Dyslexia is a common language learning disorder that interferes with a person’s ability to read and write fluently. It’s not known exactly what causes dyslexia, but it is known to run in families.

Children and adults who have dyslexia have been found to struggle with:

  • phonological awareness (the knowledge of how speech sounds correspond to letters/symbols)
  • verbal memory (the ability to hold several words in memory)
  • rapid verbal processing (the ability to quickly recognize and understand verbal letters, numbers, words, or instructions)
  • rapid serial naming (the ability to rapidly categorize and name similar objects)

It is important to recognize that dyslexia is specific to certain language-based skills and is not in any way indicative of overall intelligence.

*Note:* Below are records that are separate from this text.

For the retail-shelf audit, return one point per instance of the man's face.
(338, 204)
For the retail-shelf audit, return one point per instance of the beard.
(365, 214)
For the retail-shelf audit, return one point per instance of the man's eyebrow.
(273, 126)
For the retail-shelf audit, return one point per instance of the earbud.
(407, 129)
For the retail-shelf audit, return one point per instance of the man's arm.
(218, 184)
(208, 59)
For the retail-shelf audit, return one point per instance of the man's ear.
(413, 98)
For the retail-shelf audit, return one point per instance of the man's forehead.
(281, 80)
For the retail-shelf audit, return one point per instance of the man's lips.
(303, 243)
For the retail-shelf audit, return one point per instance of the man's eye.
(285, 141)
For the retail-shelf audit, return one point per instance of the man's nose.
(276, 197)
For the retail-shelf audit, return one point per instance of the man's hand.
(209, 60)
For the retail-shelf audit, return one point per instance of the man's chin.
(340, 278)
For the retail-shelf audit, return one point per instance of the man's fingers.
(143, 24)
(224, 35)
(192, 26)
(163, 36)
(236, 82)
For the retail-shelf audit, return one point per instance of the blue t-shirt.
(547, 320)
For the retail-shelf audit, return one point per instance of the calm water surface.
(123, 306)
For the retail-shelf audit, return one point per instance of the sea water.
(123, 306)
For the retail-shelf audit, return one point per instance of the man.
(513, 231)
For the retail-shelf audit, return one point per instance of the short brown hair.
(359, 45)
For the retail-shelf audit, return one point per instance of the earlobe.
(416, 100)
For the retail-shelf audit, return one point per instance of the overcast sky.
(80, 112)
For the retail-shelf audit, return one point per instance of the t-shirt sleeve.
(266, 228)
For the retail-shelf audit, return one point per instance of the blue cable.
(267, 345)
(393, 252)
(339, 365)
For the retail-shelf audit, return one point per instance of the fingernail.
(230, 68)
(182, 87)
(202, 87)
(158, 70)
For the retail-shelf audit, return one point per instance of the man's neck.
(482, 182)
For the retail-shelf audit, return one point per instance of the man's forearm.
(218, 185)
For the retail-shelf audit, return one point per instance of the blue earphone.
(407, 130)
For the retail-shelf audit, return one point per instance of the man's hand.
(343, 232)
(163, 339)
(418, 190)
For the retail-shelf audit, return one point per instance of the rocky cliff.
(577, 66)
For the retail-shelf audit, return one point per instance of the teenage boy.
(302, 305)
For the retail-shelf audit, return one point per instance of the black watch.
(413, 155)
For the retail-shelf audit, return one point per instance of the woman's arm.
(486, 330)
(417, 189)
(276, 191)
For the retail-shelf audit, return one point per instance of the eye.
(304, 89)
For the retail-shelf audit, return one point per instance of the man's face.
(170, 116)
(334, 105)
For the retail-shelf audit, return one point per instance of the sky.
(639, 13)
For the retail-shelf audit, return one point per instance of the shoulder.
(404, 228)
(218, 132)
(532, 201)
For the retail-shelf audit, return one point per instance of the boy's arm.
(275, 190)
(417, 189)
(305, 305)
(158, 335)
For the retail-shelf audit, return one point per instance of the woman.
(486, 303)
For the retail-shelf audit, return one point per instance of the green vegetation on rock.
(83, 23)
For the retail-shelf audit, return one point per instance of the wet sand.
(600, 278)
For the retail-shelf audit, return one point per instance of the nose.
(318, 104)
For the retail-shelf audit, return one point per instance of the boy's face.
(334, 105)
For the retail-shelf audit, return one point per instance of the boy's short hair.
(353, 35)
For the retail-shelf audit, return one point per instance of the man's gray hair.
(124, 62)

Specialized reading education with a trained reading instructor or speech-language pathologist can help to unlock a person’s potential in terms of effective, fluent reading and writing skills.

Genetic and Neurological Factors

It is known that dyslexia runs in families and is often present in both siblings among sets of twins. To date, six specific genes have been identified as potentially contributing to dyslexia.

In addition to genetics, brain imaging studies have found differences in the neurological functioning of some individuals with dyslexia. It is thought that these genetic and neurological factors contribute to dyslexia.

Phonological Processing

Phonological processing is the ability to match a symbol, such as a letter, to a speech sound. Each word contains multiple speech sounds called phonemes. For example, the word “bat” has three phonemes: ‘b,’ ‘a,’ and ‘t.’ The word “mat” also has three phonemes and is different from “bat” in only one phoneme (‘m’ rather than ‘b’).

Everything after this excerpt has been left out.